I. Положение с международным съездом писателей довольно тяжелое. В подготовительной работе совершен целый ряд ошибок. Настроившись на «широкий охват», организаторы и, в частности, коммунисты переборщили через край и привлекли в число участников съезда и даже инициативной группы нескольких людей, выступлений которых они теперь очень опасаются. Например – фашиствующий Жюль Ромен, троцкиствующий Анри Пулайль и т. п. Целые заседания уходят на споры, как отразить их возможные прогитлеровские или даже антисоветские речи. Между тем, можно было совсем с этими людьми не соприкасаться.

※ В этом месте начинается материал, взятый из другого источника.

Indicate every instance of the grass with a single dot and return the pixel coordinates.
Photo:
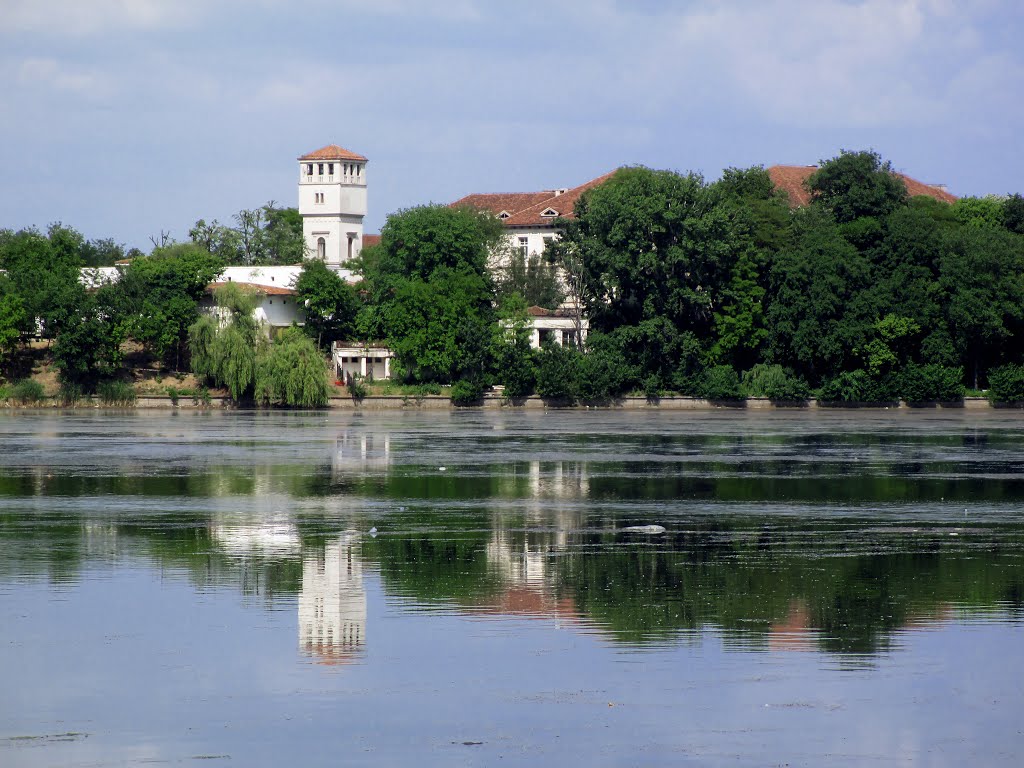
(116, 393)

Беда, однако, не в этих отдельных ошибках, которые можно будет, вероятно, частично локализовать, сколько в общей обстановке пассивности, неделовитости и беспомощности, в результате которой приезд большинства крупных иностранцев под большим сомнением. До моего приезда здесь даже не очень горевали по этому поводу. Мальро при первой встрече сказал мне, что единственным достижением съезда он мыслит, кроме французской части, – возможность предоставления в Париже трибуны советским писателям. Приходится лишний раз поражаться проницательности И. В., сразу предугадавшего и предостерегшего нас от узко франко-советского и чисто-антигерманского характера, который может принять конгресс. Это предостережение верно втройне сейчас, когда ряд групп троцкиствующих интеллигентов напрягают все силы по распространению зловонных сплетен о «франко-советском милитаризме». (В это же время французские рабочие, как я убедился в множестве бесед, отлично поняли пакт и целиком одобряют его. Во время огромной, для Парижа небывалой, 250-тысячной демонстрации у Стены коммунаров, возгласы и овации в честь Красной Армии, мирной политики СССР и Сталина не прекращались.)
Благодаря в основном доброй воле участников инициативной группы удалось в течение одного заседания изменить их установку. Но время упущено и прорыв с нефранцузскими делегациями приходится лихорадочно и, вероятно, с большими потерями наверстывать в последние недели. Кое-кто приуныл вплоть до мысли о длительной отсрочке съезда, но эта мысль не собрала большинства.
По отдельным странам: с американцами плохая связь, крупные немцы (Манн, Эмиль Людвиг, Фейхтвангер) колеблются, англичане колеблются, со скандинавами (Сельма Лагерлеф, Михаэлис, Нексе) – бестолковая связь, поляки хотят ехать, но противодействуют их власти, чехи, турки, испанцы едут, о японцах и китайцах никто не удосужился подумать. Для ряда крупнейших писателей вопрос упирается также в оплату проезда (Манн, Лагерлеф, Нексе, Драйзер и другие).
Сами французы в основном активны, но беспрестанно капризничают, еще хуже, чем наши советские гении. Знаменитости (Жид) больше склонны отделаться денежными пожертвованиями, чем проявить общественную активность, приходится тянуть их на веревке. Охотно и преданно работают Мальро и Блок. Коммунисты-франиузы, кроме Арагона и Муссинака, ленятся и беспорядочны.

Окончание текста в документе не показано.